Friedreich’s ataxia and congenital glaucoma
L’affection est autosomique récessive (MIM 229310).
Étym. gr. a : priv. ; taxis : ordre
→ Friedreich et glaucome congénital (ataxie de)
ataxie labyrinthique l.f.
Incoordination des mouvements volontaires ou réflexes, en rapport avec une atteinte vestibulaire, sans atteinte de la force musculaire segmentaire ; elle se manifeste par un déséquilibre latéralisé avec tendance à la chute constatée en position debout ou
Elle est mise en évidence cliniquement : à la station debout, par l’épreuve de Romberg, à la marche, par l’épreuve du piétinement d’Unterberger, ou par l’épreuve de la marche en étoile de Babinski (marche alternativement en avant et en arrière).
L’ataxie labyrinthique s’associe aux autres signes de l’atteinte vestibulaire : vertige rotatoire, nystagmus vestibulaire à ressort, déviation des index à la manœuvre des bras tendus, résultats des épreuves vestibulaires, caloriques et rotatoires.
L’ataxie labyrinthique s’observe au cours des atteintes du récepteur, du nerf ou des voies vestibulaires.

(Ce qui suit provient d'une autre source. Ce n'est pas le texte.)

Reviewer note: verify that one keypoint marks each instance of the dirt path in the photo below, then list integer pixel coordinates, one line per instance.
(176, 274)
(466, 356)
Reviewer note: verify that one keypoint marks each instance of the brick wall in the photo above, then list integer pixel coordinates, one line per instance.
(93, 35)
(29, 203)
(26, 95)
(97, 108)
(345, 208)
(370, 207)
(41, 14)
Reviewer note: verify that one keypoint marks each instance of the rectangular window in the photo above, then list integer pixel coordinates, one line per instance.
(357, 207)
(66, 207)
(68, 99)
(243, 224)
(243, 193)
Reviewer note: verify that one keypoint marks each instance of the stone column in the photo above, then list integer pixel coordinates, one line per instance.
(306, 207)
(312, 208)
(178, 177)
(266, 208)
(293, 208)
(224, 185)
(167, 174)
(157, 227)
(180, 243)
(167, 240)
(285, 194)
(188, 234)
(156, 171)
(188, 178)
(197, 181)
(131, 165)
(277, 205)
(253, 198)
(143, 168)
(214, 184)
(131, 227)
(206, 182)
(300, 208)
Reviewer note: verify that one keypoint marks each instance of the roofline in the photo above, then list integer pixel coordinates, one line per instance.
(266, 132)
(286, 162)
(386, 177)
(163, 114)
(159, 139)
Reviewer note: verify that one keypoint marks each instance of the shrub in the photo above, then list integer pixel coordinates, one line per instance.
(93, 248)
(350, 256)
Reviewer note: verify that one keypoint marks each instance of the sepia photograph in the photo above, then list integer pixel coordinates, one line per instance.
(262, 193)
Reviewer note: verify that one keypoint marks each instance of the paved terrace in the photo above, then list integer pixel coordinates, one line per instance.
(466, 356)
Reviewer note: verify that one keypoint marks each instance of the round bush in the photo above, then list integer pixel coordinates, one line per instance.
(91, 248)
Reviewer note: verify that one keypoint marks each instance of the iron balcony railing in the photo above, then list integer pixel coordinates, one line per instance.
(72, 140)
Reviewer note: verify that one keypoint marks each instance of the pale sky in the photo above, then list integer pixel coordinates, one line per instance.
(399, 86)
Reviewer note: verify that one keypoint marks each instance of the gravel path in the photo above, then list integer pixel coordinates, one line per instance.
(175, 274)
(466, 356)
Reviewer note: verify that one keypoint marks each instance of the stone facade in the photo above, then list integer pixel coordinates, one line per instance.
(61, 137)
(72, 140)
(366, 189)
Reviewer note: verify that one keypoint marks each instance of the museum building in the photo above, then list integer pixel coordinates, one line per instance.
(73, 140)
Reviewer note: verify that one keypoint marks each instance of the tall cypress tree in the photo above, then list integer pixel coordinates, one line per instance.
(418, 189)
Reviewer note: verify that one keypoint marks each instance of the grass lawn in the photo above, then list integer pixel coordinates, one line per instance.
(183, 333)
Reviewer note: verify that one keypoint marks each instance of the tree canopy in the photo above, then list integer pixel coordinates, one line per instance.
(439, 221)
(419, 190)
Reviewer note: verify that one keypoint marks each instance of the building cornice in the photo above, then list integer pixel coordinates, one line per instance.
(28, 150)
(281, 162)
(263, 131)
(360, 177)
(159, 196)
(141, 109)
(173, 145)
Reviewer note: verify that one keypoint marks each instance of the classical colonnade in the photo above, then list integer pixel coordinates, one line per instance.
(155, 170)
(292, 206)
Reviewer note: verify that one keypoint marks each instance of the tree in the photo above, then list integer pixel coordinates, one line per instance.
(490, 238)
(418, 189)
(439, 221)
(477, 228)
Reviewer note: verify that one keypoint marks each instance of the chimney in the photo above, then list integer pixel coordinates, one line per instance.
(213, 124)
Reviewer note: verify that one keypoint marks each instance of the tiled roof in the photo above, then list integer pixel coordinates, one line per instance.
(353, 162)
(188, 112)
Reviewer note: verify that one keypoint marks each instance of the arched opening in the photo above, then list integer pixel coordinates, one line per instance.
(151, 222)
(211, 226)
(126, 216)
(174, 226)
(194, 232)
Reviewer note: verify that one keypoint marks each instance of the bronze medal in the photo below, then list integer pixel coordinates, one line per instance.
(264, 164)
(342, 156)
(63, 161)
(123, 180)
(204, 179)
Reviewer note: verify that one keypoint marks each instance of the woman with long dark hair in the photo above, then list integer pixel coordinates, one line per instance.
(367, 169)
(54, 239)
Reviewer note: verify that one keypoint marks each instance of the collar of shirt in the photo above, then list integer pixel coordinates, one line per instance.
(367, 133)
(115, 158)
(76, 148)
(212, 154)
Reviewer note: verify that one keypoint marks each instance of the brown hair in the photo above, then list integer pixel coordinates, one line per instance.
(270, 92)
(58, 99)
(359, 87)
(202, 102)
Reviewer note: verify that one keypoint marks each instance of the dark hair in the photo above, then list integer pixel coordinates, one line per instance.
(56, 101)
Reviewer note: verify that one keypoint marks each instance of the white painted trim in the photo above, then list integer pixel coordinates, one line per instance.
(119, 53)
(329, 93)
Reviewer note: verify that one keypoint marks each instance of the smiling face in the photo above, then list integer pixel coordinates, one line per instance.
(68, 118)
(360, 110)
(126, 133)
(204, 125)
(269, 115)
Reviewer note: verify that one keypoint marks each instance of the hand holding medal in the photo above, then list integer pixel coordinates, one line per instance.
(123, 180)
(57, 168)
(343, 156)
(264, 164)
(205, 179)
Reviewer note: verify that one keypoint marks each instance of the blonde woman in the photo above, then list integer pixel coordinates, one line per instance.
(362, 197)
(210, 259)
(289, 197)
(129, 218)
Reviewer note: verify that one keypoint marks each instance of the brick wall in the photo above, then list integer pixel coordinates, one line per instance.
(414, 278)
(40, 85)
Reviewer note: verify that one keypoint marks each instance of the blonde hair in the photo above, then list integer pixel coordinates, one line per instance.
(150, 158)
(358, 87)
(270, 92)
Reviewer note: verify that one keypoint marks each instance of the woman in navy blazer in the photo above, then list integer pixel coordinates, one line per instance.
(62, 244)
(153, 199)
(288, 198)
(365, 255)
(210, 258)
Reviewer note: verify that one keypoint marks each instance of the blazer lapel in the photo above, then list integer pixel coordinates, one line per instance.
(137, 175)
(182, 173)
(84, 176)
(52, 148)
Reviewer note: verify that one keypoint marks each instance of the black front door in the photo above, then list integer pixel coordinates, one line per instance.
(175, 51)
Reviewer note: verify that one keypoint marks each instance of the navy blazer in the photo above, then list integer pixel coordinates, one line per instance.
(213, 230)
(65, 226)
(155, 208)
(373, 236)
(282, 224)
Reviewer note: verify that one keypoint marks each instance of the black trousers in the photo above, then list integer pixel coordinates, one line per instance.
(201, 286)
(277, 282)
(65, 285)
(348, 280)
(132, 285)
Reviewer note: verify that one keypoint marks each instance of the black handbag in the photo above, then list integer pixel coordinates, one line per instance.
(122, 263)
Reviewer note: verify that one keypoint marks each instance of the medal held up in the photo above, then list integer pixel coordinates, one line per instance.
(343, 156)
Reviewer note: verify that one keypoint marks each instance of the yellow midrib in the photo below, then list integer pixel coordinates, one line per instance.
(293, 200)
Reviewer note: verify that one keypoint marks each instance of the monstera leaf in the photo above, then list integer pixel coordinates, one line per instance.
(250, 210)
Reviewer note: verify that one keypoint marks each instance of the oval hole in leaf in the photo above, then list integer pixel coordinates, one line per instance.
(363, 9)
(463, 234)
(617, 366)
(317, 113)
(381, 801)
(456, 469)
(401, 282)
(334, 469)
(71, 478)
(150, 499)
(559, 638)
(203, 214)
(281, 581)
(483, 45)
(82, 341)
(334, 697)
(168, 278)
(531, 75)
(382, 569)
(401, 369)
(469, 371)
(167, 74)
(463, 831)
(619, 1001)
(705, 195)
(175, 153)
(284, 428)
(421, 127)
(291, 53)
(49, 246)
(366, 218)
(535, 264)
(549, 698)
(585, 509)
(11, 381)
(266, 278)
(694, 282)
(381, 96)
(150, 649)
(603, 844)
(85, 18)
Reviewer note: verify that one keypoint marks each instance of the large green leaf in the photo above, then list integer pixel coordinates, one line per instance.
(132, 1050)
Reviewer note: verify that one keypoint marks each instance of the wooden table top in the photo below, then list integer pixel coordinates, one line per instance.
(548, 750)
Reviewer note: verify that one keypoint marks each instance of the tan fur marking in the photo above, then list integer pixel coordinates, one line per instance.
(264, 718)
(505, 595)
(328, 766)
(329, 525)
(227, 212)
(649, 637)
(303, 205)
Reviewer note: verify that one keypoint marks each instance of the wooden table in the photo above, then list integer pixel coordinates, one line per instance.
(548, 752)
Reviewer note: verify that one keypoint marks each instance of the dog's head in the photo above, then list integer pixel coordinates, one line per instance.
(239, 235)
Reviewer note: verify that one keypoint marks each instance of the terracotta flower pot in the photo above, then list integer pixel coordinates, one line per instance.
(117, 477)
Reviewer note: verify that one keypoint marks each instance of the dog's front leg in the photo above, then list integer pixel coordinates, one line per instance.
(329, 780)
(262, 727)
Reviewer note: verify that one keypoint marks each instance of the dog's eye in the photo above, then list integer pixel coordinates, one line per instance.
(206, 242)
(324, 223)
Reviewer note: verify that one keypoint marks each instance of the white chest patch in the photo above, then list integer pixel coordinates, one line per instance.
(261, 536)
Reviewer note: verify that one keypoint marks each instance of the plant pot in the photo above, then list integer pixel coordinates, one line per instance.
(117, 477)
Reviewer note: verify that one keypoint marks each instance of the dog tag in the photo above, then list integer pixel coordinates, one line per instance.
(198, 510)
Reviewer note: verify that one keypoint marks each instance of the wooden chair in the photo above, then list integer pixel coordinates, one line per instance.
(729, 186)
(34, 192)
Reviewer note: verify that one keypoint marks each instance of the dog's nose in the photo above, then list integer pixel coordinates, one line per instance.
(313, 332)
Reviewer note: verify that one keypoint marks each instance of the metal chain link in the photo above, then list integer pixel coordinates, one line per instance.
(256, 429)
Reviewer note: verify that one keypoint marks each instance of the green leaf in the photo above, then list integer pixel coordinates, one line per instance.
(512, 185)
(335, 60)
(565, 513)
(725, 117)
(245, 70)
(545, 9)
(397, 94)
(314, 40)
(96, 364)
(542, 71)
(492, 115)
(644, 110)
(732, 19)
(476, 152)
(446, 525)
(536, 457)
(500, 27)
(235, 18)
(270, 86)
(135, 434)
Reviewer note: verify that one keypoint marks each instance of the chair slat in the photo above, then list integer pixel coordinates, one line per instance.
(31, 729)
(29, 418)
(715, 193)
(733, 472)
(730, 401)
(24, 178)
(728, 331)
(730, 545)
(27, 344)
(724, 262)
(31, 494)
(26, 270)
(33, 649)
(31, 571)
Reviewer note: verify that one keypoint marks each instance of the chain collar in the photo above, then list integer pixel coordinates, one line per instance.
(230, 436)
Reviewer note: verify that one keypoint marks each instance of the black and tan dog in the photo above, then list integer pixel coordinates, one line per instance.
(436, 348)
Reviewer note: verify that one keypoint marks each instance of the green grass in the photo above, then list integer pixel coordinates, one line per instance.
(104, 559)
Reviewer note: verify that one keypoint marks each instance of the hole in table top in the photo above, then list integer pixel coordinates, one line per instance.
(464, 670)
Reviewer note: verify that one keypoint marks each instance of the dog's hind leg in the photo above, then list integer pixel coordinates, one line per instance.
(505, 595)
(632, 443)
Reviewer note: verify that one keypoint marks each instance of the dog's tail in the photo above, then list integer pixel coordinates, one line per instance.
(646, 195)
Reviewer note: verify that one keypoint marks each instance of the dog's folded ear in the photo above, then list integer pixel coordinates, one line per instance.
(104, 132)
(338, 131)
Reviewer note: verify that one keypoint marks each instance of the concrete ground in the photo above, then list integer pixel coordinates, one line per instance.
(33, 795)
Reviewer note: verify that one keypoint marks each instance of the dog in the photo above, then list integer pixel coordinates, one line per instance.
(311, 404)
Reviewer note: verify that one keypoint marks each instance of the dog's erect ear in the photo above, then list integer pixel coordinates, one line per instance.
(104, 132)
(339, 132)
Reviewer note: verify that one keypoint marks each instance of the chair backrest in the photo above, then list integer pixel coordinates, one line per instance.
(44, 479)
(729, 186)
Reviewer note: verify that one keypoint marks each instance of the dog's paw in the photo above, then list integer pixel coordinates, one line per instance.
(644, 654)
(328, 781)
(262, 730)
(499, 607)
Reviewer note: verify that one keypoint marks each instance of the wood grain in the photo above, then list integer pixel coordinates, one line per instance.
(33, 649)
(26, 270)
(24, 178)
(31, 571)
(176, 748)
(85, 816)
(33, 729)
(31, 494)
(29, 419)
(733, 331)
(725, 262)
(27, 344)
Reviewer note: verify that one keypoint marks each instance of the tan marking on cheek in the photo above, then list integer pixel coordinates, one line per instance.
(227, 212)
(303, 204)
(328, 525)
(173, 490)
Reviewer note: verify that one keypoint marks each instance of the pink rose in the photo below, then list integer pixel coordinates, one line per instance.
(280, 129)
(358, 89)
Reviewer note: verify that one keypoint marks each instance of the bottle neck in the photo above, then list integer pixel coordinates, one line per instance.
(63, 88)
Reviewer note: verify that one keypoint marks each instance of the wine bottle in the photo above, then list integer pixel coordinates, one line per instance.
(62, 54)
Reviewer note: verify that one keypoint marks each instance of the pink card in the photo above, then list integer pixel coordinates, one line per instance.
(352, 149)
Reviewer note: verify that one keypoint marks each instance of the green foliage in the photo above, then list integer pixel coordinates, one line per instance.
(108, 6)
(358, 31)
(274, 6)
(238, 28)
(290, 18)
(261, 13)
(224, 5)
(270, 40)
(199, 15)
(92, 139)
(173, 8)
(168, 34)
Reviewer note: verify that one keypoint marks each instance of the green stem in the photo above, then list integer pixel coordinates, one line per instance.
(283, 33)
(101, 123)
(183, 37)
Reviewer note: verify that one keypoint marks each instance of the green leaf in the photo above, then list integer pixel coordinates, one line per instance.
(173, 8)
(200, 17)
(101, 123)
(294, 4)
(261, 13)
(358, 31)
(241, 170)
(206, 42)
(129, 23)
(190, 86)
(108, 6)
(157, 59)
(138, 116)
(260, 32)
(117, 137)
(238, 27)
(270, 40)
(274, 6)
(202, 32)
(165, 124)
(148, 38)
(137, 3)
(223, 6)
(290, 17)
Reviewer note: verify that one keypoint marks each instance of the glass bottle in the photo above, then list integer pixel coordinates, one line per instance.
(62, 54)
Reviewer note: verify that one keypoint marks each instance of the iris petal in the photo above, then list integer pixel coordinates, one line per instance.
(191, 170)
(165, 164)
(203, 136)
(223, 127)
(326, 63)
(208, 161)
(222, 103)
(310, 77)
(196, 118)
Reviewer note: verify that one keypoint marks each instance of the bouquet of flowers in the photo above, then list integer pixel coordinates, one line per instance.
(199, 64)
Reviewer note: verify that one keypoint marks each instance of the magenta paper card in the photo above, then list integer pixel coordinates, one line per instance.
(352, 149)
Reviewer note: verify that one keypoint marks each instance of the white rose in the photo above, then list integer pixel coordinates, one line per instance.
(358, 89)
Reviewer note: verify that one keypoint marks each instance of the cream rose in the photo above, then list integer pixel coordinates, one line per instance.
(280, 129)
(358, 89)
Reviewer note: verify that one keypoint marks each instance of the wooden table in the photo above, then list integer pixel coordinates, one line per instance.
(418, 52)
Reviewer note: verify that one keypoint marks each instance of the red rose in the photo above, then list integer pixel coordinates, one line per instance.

Dans les atteintes périphériques, le syndrome vestibulaire est harmonieux : la chute et la déviation des index se font dans le même sens que celui de la secousse lente du nystagmus. Dans les atteintes centrales, le syndrome vestibulaire est au contraire volontiers fragmentaire, incomplet et dysharmonieux.
Étym. gr. a : priv. ; taxis : ordre ; labyrinthos : labyrinthe
→ Romberg (signe de), Babinski-Weil (épreuve de), syndrome vestibulaire central, syndrome vestibulaire périphérique
ataxie locomotrice l.f.
ataxia
Symptomatologie caractéristique du tabes qui témoigne de l’incoordination des mouvements lors de la marche.
G. B. A. Duchenne de Boulogne, neurologue français, pionnier de l’électrophysiologie (1858)
Étym. gr. a privatif ; taxis : ordre
→ tabès
ataxie-microcéphalie-cataracte (syndrome d') l.m.
ataxia-microcephaly-cataract syndrome
Syndrome associant ataxie, cataracte et microcéphalie qui ressemble au Syndrome de Marinesco-Sjögren (MSS), mais il n'y a pas le retard mental aussi sévère.
Dans le MSS, on n'observe pas de vraie microcéphalie. Une famille de 3 individus. L’affection est autosomique récessive (MIM 208870).